Dreams Deferred, Dreams Denied
What if the universe doesn’t even have an arc to bend?
It will one day seem stunning that the right tried to turn Barack Obama into some sort of Stalin when he was in almost every sense — refusing to help labor unions improve their ability to organize, granting the insurance industry unprecedented federal gifts, allowing banks to remain as private institutions when there was a compelling case to nationalize them and bailing out Wall Street to such an extent that Republicans were able to profit from the resulting discontent — corporate capitalism’s greatest handmaiden during its darkest hour. Will the next Democratic president be so conciliatory to a system that will take everything offered and then actively campaign against its savior?
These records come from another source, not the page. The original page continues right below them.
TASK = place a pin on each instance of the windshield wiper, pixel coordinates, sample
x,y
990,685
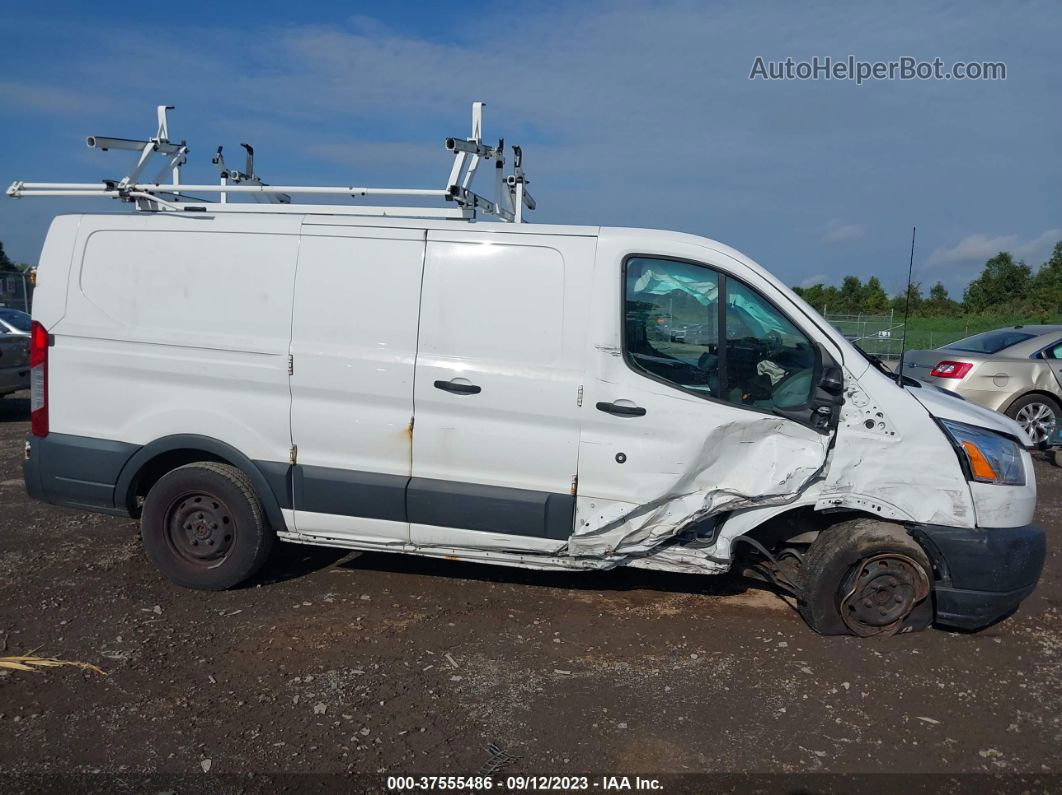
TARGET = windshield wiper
x,y
885,369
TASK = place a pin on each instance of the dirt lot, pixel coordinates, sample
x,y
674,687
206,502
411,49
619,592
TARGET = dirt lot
x,y
373,663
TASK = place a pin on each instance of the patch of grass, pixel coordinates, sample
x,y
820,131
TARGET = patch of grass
x,y
932,332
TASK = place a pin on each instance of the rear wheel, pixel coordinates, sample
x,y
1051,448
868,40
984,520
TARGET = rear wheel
x,y
866,577
204,528
1038,414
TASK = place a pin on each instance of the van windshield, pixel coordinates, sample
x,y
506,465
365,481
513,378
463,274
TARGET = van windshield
x,y
990,342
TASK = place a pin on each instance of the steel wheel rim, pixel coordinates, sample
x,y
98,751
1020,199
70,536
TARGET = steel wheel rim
x,y
880,592
200,530
1038,420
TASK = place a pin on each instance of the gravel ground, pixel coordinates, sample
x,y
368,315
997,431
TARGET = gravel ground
x,y
370,664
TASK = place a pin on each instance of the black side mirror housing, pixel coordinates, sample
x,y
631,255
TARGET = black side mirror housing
x,y
832,381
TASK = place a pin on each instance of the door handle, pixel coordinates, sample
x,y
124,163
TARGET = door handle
x,y
458,389
621,411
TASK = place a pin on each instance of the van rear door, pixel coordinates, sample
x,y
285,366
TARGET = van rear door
x,y
498,374
354,345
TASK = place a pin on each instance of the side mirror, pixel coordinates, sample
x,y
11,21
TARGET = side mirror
x,y
832,381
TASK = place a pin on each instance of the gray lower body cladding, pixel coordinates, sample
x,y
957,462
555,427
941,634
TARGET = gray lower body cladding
x,y
96,474
981,573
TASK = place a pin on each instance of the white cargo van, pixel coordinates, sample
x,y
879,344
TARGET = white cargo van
x,y
550,397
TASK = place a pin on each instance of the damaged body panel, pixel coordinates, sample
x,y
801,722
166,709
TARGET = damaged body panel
x,y
694,437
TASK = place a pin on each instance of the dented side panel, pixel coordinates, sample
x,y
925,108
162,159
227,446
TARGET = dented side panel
x,y
643,480
892,461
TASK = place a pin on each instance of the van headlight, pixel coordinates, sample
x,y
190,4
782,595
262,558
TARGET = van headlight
x,y
986,456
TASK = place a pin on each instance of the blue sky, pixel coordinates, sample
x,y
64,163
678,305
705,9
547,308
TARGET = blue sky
x,y
629,114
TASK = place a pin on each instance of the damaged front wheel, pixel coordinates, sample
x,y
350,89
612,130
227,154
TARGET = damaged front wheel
x,y
866,577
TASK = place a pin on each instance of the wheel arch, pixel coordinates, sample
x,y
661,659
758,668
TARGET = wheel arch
x,y
163,455
1028,393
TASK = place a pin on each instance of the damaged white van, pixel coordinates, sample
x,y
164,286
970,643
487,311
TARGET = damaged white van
x,y
549,397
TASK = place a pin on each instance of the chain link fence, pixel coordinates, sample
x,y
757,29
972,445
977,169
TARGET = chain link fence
x,y
880,334
15,291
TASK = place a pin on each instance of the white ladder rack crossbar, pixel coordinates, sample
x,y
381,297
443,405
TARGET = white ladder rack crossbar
x,y
468,154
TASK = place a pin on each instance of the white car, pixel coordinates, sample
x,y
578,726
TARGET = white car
x,y
14,350
418,381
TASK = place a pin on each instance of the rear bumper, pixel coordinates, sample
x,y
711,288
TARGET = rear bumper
x,y
981,573
75,471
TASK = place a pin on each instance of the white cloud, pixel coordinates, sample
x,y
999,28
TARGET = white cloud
x,y
978,247
838,231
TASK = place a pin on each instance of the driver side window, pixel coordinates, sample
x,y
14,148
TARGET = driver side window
x,y
752,356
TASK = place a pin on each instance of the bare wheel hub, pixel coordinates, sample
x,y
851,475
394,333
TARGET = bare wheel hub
x,y
200,529
880,592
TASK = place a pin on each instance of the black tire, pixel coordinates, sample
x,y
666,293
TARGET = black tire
x,y
840,554
204,526
1026,418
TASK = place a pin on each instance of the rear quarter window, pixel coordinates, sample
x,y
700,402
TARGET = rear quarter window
x,y
990,342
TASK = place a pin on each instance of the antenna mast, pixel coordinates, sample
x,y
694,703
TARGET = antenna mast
x,y
907,312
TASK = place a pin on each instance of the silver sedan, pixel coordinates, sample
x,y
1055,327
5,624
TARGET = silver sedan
x,y
1016,370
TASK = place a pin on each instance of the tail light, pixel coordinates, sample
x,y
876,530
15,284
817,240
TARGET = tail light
x,y
38,379
951,369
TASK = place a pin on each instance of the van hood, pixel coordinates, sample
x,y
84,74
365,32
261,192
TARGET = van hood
x,y
945,405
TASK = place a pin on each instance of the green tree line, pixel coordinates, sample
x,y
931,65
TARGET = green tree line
x,y
1005,287
7,266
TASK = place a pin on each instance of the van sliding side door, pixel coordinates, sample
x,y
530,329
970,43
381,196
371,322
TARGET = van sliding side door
x,y
498,375
354,346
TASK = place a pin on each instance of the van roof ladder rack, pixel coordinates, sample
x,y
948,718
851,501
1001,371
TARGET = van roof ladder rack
x,y
469,153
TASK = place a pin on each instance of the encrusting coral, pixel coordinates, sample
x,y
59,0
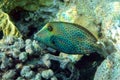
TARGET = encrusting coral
x,y
29,62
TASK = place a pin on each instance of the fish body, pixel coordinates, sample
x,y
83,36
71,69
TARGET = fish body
x,y
67,37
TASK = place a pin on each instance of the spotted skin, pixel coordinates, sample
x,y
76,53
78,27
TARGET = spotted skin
x,y
67,37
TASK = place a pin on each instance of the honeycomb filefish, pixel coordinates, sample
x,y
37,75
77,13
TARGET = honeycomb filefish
x,y
68,38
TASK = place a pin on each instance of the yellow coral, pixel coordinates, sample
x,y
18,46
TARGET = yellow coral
x,y
8,28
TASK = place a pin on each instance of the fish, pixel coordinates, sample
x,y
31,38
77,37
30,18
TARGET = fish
x,y
67,37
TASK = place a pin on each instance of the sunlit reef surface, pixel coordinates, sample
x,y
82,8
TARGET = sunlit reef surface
x,y
26,59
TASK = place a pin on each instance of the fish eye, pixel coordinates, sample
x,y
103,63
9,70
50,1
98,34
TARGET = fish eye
x,y
50,28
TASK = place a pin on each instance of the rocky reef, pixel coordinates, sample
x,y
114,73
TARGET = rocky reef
x,y
23,58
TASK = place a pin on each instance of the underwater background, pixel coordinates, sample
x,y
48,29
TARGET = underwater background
x,y
37,37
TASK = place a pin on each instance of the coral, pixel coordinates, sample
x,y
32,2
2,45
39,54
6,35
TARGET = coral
x,y
16,59
8,28
109,69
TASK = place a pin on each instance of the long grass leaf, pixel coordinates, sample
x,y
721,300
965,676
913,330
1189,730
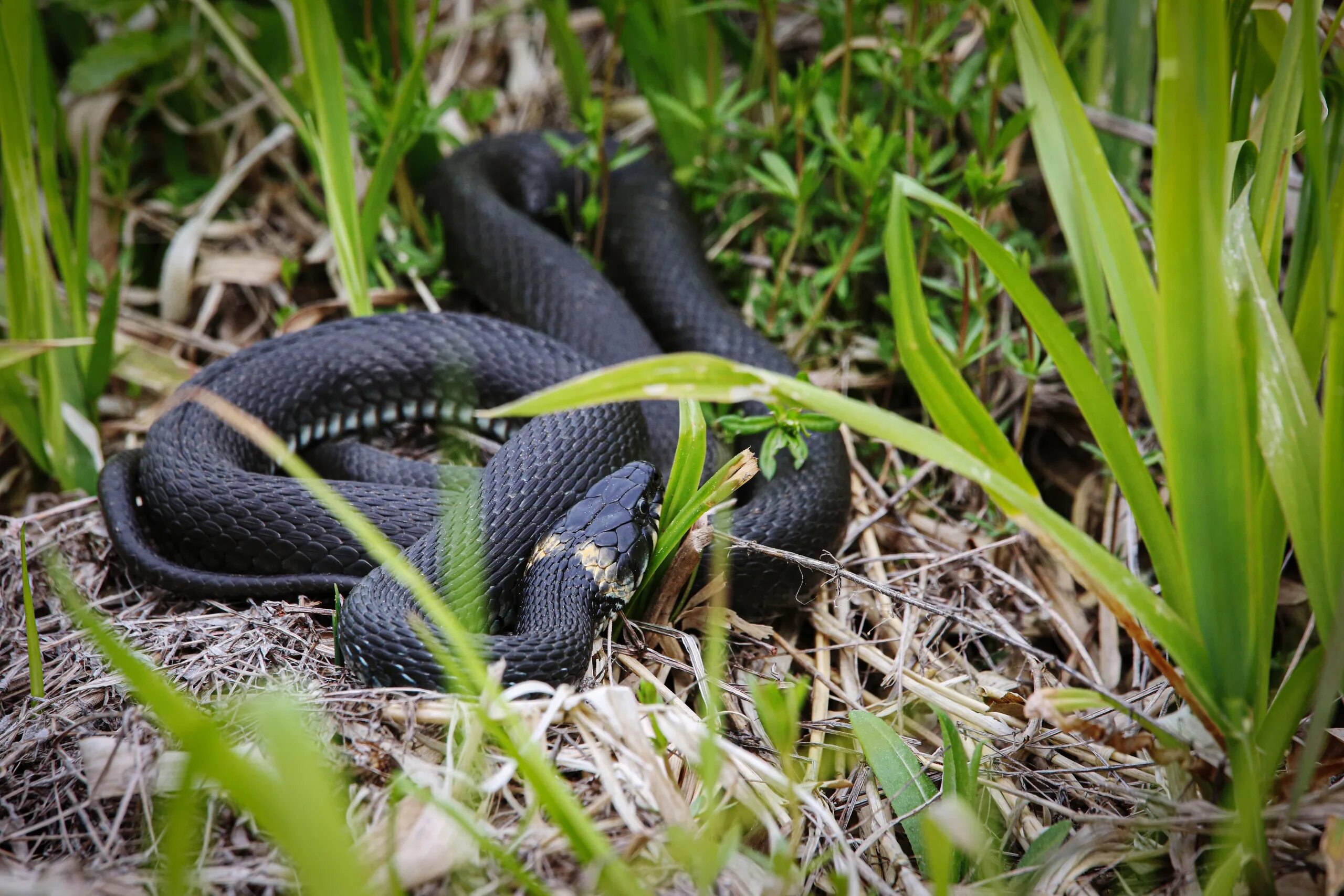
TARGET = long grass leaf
x,y
1281,107
1092,394
569,53
941,387
397,141
1203,374
1059,116
1288,421
326,80
689,461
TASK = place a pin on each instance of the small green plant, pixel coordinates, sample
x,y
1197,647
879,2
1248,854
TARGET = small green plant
x,y
57,367
37,688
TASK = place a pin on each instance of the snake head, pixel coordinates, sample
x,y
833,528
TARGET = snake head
x,y
615,529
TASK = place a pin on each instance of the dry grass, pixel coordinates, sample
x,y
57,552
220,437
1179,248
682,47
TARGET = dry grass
x,y
80,769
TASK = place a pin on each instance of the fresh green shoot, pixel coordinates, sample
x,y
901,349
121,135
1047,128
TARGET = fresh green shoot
x,y
785,428
37,690
899,774
330,135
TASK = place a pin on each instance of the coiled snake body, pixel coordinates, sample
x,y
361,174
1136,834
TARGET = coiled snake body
x,y
558,525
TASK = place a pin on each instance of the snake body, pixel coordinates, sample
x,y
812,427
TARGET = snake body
x,y
554,532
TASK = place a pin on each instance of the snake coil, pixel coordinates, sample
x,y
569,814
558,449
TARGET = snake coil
x,y
554,532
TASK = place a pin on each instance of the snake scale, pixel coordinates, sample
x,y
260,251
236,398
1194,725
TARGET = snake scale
x,y
558,525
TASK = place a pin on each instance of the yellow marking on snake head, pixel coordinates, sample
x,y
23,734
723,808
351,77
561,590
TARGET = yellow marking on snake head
x,y
545,549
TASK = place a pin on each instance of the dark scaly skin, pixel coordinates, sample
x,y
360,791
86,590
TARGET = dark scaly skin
x,y
224,524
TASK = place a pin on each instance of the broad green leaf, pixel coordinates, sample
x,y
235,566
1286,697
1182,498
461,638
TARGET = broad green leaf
x,y
714,379
941,387
1046,842
1203,373
1058,114
899,774
1289,424
124,54
1095,398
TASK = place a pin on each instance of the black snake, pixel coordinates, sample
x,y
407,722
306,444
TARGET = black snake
x,y
558,525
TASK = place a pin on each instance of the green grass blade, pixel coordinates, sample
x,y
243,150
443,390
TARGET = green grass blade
x,y
1289,424
1089,390
37,688
1131,47
941,387
689,462
398,140
102,358
569,54
1311,327
33,296
1203,379
58,222
1058,114
674,529
714,379
255,69
326,81
1276,139
899,774
14,351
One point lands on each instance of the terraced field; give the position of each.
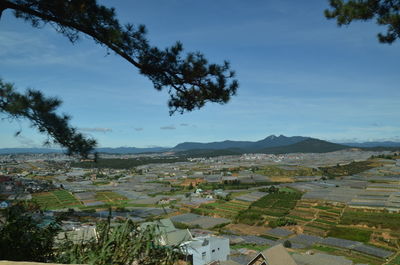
(56, 199)
(109, 197)
(223, 209)
(316, 218)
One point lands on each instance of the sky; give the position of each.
(299, 74)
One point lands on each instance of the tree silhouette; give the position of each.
(385, 12)
(190, 80)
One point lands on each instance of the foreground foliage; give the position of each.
(120, 244)
(24, 236)
(190, 80)
(385, 12)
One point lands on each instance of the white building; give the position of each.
(203, 250)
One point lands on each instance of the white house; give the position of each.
(203, 250)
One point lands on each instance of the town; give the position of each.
(339, 207)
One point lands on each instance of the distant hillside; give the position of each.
(374, 144)
(209, 152)
(271, 145)
(108, 150)
(4, 151)
(307, 146)
(270, 141)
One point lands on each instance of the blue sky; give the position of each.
(299, 74)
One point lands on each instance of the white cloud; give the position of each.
(169, 127)
(103, 130)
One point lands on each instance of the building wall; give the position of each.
(216, 250)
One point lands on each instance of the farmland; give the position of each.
(227, 209)
(56, 199)
(269, 207)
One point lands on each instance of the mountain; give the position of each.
(131, 150)
(4, 151)
(309, 145)
(270, 141)
(108, 150)
(374, 144)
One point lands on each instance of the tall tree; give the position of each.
(385, 12)
(190, 80)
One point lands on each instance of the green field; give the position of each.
(227, 209)
(277, 171)
(372, 219)
(276, 204)
(56, 199)
(350, 234)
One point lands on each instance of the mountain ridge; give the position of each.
(270, 144)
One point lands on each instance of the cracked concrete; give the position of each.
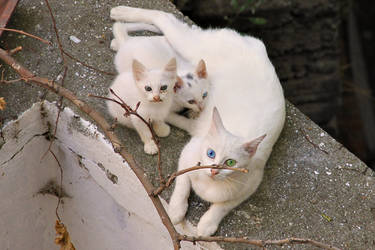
(305, 193)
Hahaha, there’s never going to be a Democratic president again, and even if one somehow slips through that person will be the same sort of conciliatory centrist who continues the cycle where the Republicans burn everything to the ground and the Democrats expend all their capital trying merely to restore things to the previous poor position the country was in.
But can democracy even work in a capitalist society, particularly one with deep racial divisions?
We are finding out that racism is not simply a product of ignorance, prejudice or arrogance; it endures, despite all our cautionary tales and resolves of “never again”, because its promise of social solidarity serves to assuage human fears and nurture hopes for the future…. Bill Clinton surpassed Nixon, Reagan and the Bushes in condemning African Americans to mass incarceration and poverty while deregulating financial markets for the benefit of his patrons on Wall Street. The rhetoric and actions of Trump’s cabinet, the wealthiest and most fanatical yet, will no doubt clarify further the inhuman practices that drive a politics and economy ostensibly devoted to human freedom. Those who oppose them should welcome this clarity. It has taken too long for the ellipses, omissions and subterfuges in the American — and now universal — promise of liberty to be widely noticed.
That’s Pankaj Mishra, whose forthcoming Age of Anger is on almost everyone’s must-read list for 2017. He is perhaps more optimistic about the benefits of clarity — there is a compelling counterargument to be made that most people will simply stare at their phones while the bad things happen in the background — than the situation merits, but it’s provocative reading, in the best sense of that word.